Scale 1/72
Manufacturer Hasegawa
Kit ID
Type GMC CCKW-353 Gasoline Tanker Truck
Date Circa 1950
Aftermarket parts used None
Other detail added Bulkhead added between drivers' compartment and engine compartment, decals from Roco
Model built by Alex Hunger
Date Completed March 2009

I had already build and painted most of the Hasegawa aircraft support sets over the last decades. Nevertheless, the efforts of Tony Clayton and his Diaerama magazine inspired me to do more with what is available on the market. The WWII Deuce and a half tanker seemed like an ideal candidate for a Korean war era treatment.

Despite it's age, the Hasegawa Deuce stands up well. There was only a minimum of flash on around the grill frame and even less the chassi frame. The crew figures, ironically needed more cleaning up. The chassi and cab of the tanker are identical to the cargo and dumper truck.

The frame and drive train went together well. The only idiosynchrosity was the middle axle, were part of the metal axle remains visble. This remains invisible when the truck is on its wheels, so I won't worry about it and any accuracy issues.

The cab received a plasticard blanking plate between the driver compartment and the engine compartment, even if the dead space is not that visible with the driver in place and the soft top on. Frame and cab were wedded and primed. The ensemble was then sprayed with Tamiya Olive Drab 2 while the frame, engine and axles were done up in Tamiya Gun Metal Acrylic paint.

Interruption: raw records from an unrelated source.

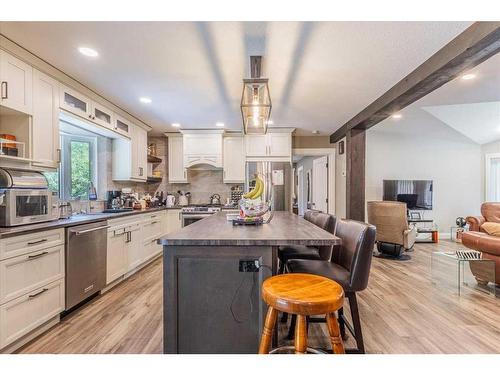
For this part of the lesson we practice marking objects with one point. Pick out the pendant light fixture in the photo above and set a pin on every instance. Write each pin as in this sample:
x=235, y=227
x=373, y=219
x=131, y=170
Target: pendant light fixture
x=255, y=100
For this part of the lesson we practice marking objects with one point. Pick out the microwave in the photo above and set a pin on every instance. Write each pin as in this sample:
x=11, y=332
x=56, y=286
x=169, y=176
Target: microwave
x=27, y=206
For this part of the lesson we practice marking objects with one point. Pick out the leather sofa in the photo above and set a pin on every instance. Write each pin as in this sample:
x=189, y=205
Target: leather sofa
x=394, y=235
x=477, y=239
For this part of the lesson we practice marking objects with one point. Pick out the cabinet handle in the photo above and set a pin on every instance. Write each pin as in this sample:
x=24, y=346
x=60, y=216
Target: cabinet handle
x=6, y=85
x=37, y=242
x=31, y=296
x=31, y=257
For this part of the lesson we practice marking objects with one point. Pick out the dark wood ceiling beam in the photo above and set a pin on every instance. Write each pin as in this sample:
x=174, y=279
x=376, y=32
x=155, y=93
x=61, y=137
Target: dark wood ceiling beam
x=476, y=44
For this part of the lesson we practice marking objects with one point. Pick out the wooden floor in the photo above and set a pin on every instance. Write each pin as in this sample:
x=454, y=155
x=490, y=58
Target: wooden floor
x=401, y=312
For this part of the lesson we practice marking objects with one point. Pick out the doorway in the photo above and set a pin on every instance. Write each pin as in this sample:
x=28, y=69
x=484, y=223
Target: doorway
x=314, y=172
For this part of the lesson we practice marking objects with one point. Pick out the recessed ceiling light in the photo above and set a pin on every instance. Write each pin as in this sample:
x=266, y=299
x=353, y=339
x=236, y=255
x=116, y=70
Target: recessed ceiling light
x=466, y=77
x=88, y=51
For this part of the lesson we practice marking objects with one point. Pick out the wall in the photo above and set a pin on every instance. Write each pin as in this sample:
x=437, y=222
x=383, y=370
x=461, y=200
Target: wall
x=340, y=182
x=427, y=150
x=311, y=142
x=488, y=148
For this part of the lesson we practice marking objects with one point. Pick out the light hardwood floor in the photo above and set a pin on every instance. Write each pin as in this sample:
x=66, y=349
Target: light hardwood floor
x=401, y=312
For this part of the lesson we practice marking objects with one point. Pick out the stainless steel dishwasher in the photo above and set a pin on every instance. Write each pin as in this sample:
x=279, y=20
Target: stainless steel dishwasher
x=86, y=248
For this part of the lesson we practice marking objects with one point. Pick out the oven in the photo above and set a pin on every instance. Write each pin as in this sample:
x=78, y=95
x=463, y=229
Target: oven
x=25, y=198
x=190, y=215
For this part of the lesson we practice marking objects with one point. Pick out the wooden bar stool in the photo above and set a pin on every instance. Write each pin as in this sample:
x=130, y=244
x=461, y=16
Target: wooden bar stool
x=303, y=295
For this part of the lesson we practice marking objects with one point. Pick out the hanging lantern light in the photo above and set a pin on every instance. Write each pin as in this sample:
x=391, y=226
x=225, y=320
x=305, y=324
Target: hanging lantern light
x=255, y=100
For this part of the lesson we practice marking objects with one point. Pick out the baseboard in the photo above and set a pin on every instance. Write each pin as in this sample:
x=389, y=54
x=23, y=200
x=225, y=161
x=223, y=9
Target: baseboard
x=11, y=348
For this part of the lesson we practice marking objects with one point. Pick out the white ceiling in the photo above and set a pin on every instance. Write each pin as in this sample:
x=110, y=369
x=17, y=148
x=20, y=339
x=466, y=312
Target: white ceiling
x=320, y=74
x=470, y=107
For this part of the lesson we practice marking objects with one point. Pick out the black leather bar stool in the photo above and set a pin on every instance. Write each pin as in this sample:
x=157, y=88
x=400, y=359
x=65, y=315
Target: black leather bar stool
x=350, y=267
x=322, y=220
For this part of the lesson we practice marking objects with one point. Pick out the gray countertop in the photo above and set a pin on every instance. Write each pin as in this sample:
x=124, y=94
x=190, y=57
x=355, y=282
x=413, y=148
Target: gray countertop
x=77, y=220
x=285, y=229
x=72, y=221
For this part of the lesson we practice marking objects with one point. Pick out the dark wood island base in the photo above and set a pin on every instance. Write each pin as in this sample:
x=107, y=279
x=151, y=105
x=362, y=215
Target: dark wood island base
x=212, y=278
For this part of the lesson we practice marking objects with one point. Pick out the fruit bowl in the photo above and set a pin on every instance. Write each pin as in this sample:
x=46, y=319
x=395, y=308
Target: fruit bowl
x=251, y=208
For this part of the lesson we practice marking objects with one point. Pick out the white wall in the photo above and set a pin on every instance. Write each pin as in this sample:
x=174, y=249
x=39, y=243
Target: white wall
x=427, y=150
x=340, y=182
x=488, y=148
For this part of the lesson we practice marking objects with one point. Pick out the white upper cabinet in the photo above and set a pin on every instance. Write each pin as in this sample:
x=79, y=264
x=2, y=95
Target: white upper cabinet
x=271, y=145
x=280, y=144
x=139, y=153
x=130, y=156
x=79, y=104
x=102, y=116
x=74, y=102
x=176, y=171
x=234, y=159
x=16, y=84
x=202, y=147
x=256, y=145
x=45, y=140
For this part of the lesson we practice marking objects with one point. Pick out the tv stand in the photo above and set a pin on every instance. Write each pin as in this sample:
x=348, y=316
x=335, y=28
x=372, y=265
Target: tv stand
x=432, y=231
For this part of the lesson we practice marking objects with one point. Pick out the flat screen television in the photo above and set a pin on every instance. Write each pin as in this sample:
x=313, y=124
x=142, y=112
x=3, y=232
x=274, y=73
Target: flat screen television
x=417, y=194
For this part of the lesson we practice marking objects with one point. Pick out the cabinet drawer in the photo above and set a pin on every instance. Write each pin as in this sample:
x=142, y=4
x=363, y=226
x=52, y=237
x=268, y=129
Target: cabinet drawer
x=22, y=274
x=24, y=314
x=152, y=228
x=151, y=249
x=14, y=246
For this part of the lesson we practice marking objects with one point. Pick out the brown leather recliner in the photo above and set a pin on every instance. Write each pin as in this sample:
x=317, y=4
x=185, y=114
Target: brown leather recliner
x=477, y=239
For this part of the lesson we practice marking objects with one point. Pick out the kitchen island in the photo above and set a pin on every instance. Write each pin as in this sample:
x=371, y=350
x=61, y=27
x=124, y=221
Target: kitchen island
x=212, y=277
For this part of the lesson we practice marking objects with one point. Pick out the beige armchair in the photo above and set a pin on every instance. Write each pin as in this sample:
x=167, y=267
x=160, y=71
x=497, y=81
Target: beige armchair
x=394, y=235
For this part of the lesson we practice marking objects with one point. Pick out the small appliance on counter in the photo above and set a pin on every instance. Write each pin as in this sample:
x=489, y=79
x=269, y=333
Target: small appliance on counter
x=25, y=198
x=65, y=210
x=183, y=197
x=215, y=200
x=170, y=201
x=113, y=199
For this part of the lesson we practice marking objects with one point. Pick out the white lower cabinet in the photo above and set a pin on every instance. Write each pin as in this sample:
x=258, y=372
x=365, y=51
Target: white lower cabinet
x=24, y=273
x=174, y=221
x=132, y=242
x=31, y=283
x=116, y=261
x=24, y=314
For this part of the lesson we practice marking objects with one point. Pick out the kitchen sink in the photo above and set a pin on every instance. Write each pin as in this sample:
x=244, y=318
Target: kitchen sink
x=116, y=210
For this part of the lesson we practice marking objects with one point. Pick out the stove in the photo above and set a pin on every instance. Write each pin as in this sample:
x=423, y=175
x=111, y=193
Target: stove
x=194, y=213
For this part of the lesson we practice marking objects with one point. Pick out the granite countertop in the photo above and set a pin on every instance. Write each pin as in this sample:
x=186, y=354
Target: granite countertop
x=72, y=221
x=285, y=229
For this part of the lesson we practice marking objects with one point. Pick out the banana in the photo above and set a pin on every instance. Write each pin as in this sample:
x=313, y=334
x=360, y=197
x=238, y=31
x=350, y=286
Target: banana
x=260, y=188
x=252, y=192
x=257, y=191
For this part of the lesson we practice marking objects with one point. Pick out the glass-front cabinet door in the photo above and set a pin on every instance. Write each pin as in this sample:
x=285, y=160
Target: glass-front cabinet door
x=102, y=116
x=75, y=102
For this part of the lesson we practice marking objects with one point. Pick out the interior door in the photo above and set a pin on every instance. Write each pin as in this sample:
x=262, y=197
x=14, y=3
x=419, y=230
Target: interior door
x=320, y=184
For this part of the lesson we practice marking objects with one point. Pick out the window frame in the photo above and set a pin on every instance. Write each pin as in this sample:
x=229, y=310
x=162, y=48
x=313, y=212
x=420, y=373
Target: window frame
x=65, y=168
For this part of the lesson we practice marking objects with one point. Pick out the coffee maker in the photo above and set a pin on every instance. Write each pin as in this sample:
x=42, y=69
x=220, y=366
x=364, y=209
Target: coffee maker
x=113, y=199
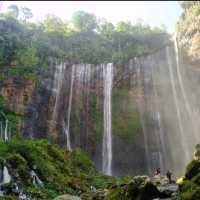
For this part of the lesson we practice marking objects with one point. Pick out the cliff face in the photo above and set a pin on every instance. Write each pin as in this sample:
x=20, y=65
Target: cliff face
x=18, y=94
x=151, y=126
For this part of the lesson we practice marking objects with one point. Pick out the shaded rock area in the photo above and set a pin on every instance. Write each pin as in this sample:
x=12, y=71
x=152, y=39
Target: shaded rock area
x=190, y=184
x=40, y=170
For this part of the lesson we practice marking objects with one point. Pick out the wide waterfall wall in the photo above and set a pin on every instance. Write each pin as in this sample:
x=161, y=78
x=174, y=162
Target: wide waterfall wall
x=131, y=119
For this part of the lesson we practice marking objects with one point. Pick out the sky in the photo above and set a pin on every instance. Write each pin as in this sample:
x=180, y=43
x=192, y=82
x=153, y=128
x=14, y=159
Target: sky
x=153, y=13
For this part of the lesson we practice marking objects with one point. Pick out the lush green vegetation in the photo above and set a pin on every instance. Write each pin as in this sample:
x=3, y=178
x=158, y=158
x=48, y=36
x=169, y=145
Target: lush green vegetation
x=188, y=28
x=61, y=172
x=190, y=187
x=25, y=48
x=64, y=172
x=13, y=118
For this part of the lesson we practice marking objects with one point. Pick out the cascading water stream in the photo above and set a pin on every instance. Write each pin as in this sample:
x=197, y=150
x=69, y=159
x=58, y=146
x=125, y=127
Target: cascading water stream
x=140, y=87
x=182, y=136
x=186, y=101
x=107, y=137
x=67, y=133
x=58, y=80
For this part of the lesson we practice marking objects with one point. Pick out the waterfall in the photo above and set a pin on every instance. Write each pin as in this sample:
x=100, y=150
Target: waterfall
x=107, y=137
x=6, y=131
x=67, y=133
x=175, y=96
x=6, y=176
x=141, y=110
x=186, y=101
x=58, y=80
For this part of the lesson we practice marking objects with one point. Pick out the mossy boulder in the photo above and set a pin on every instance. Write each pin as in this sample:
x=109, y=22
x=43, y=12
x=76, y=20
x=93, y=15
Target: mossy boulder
x=190, y=187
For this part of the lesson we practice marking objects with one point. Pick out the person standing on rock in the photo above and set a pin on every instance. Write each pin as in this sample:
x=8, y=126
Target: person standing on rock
x=169, y=176
x=157, y=172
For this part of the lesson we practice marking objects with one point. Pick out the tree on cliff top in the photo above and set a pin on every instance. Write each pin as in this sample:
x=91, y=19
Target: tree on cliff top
x=84, y=21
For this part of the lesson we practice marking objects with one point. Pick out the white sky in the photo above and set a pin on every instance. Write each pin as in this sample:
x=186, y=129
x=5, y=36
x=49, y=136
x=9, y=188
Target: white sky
x=153, y=13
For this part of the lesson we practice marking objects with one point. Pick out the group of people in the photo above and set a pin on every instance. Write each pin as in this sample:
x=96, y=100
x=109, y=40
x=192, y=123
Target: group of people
x=168, y=174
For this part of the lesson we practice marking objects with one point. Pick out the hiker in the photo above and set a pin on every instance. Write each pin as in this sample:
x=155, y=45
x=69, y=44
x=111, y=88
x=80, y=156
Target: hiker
x=157, y=171
x=169, y=176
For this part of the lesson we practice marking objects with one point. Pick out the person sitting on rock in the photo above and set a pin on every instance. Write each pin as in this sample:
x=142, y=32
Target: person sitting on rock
x=157, y=172
x=169, y=176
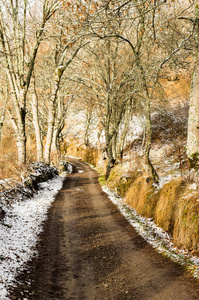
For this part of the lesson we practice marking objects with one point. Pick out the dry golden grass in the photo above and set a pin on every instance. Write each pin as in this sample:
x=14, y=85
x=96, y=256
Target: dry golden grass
x=141, y=196
x=175, y=208
x=166, y=207
x=186, y=227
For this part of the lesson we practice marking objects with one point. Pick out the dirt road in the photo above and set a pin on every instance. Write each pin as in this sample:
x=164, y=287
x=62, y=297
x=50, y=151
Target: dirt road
x=89, y=251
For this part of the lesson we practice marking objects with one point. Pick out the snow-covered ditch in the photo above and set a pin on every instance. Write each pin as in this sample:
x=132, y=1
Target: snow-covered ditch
x=20, y=230
x=154, y=235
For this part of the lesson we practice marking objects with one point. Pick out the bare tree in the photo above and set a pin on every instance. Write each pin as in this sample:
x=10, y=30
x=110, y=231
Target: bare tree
x=19, y=47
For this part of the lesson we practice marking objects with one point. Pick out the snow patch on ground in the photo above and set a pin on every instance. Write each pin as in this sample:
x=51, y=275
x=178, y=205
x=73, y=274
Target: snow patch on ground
x=19, y=236
x=154, y=235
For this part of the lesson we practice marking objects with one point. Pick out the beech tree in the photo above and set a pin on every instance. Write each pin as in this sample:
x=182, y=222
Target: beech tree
x=193, y=122
x=110, y=85
x=19, y=46
x=143, y=27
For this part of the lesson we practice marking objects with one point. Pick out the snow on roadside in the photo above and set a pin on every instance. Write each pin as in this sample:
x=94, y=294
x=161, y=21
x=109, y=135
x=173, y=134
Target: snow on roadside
x=19, y=236
x=154, y=235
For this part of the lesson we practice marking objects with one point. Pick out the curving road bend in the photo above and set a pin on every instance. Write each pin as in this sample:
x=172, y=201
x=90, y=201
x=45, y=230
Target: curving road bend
x=89, y=251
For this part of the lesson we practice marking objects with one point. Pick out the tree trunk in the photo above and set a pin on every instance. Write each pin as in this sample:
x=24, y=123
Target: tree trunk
x=147, y=165
x=21, y=147
x=193, y=121
x=51, y=120
x=111, y=159
x=37, y=128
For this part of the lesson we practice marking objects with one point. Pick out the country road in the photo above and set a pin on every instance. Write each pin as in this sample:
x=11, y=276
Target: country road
x=89, y=251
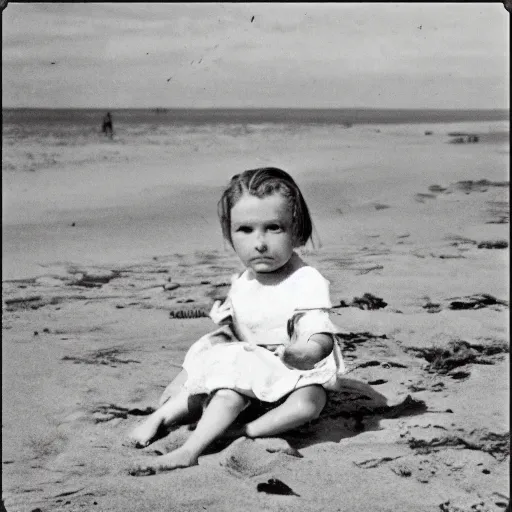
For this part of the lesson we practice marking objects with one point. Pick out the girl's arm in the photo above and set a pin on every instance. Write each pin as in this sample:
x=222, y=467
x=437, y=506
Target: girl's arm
x=303, y=355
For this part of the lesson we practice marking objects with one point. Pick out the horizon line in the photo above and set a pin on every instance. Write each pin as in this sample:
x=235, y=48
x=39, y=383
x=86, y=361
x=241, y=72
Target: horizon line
x=262, y=108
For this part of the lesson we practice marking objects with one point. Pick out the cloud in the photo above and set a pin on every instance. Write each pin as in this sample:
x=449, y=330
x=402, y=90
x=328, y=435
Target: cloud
x=122, y=54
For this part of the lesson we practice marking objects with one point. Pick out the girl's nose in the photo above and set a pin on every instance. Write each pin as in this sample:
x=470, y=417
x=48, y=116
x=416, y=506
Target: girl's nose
x=261, y=243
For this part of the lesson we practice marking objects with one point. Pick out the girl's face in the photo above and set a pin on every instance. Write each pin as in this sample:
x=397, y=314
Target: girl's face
x=262, y=232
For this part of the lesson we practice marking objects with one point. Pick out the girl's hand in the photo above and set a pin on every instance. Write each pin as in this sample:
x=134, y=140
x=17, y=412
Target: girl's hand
x=221, y=312
x=304, y=355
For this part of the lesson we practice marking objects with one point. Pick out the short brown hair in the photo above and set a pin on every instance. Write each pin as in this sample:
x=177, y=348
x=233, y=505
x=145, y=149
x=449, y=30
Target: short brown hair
x=263, y=182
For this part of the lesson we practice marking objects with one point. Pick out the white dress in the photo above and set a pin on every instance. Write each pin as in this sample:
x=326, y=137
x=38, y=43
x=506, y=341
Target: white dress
x=244, y=356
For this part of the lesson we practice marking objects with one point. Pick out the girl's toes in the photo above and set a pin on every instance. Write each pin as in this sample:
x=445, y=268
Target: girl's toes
x=141, y=470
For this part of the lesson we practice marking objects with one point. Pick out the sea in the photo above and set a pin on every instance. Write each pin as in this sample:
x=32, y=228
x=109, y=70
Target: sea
x=190, y=129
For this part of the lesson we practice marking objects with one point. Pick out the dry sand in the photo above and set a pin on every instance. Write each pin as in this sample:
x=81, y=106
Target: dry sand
x=89, y=342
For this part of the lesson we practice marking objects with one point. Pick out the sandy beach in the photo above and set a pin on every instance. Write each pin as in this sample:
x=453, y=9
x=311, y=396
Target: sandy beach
x=96, y=232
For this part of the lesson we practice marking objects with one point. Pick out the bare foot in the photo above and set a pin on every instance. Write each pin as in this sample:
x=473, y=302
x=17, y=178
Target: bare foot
x=142, y=435
x=180, y=458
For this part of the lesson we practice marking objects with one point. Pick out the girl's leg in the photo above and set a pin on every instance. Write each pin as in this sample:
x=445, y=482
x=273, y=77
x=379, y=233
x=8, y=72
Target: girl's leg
x=175, y=409
x=303, y=405
x=220, y=413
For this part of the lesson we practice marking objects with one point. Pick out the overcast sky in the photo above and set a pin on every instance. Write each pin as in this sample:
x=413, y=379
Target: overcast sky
x=416, y=55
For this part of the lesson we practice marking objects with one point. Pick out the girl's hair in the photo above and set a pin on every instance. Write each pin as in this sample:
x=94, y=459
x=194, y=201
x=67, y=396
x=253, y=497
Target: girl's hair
x=264, y=182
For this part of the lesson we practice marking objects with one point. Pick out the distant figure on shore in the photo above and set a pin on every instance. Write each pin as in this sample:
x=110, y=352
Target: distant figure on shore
x=107, y=128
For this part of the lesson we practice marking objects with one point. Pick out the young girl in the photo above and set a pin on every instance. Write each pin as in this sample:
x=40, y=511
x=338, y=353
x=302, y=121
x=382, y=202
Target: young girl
x=276, y=339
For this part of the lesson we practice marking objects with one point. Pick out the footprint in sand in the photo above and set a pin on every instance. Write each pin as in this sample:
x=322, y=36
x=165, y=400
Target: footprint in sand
x=247, y=457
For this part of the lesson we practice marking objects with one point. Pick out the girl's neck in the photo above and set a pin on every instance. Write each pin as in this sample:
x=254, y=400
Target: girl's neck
x=278, y=276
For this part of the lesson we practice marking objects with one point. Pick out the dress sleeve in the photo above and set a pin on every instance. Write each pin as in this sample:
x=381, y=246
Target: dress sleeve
x=222, y=314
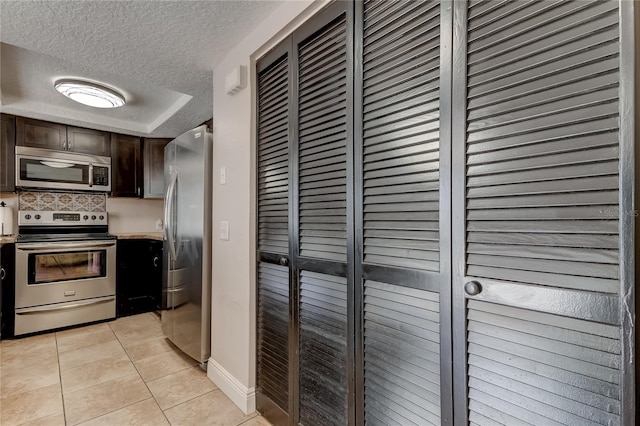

The wheels were cleaned up, primed and also spray painted in OD green. The tyres were painted in the greyisch Tamiya Nato Black which looks better than normal matt black. The hood received a coat of gloss and the standard Hasegawa army decals were applied. A small "F" from a Roco decal sheet was added to the "USA" in order to give us "USAF." A more faded shade of acrylic OD green was applied to the seats while the black steering wheel was glued in place.

The standard part of the truck, common to the normal cargo truck and dumper could be put aside while the rear business end could be begun.

Only the frame on the side needed a minimum of clean up before being attached to the platform together with the cover plates at the rear. When dry, this could be primed.

The 2 tanks were assembled and left to dry. They needed to be sanded a bit before being primed.

As the area on the bottom of the tanks cannot be reached if it is attached, it is best to spray the separate parts OD green before glueing them together.

When this was all sturdily dried, the rear module could be attached to the preprepared rest of the truck. As there was a bit of curvature on the wrong place of the frame, a dab of superglue was required to secure everything.

A dab of silver was brushed on the headlights, while the rear lights were brushed red.

The entire truck was then sprayed in Extracolour Matt. 2 small sheets of transparent plastic were attached to the windschield with white glue.

The pose of the driver figure was fairly straight forward, but the figure of the man leaning out and waving his arm and the crew with the nozzle and hose were more imaginative. As mentioned before, the figure required more cleaning up before being primed. The uniforms were standard OD green with a slighly faded look and Revell Acrylic flesh colour for faces and arms.

The Airman with the nozzle was just placed on the rear frame, until he can find a home in a diorama. The other 2 were super glued in permanently.

In conclusion, the Hasegawa Deuce stands the test of time and can be assembled quickly and effortlessly. It also bridges nicely the gap between the prop driven and jet powered era, particularly as exemplified by the Korea  conflict in the early 50s.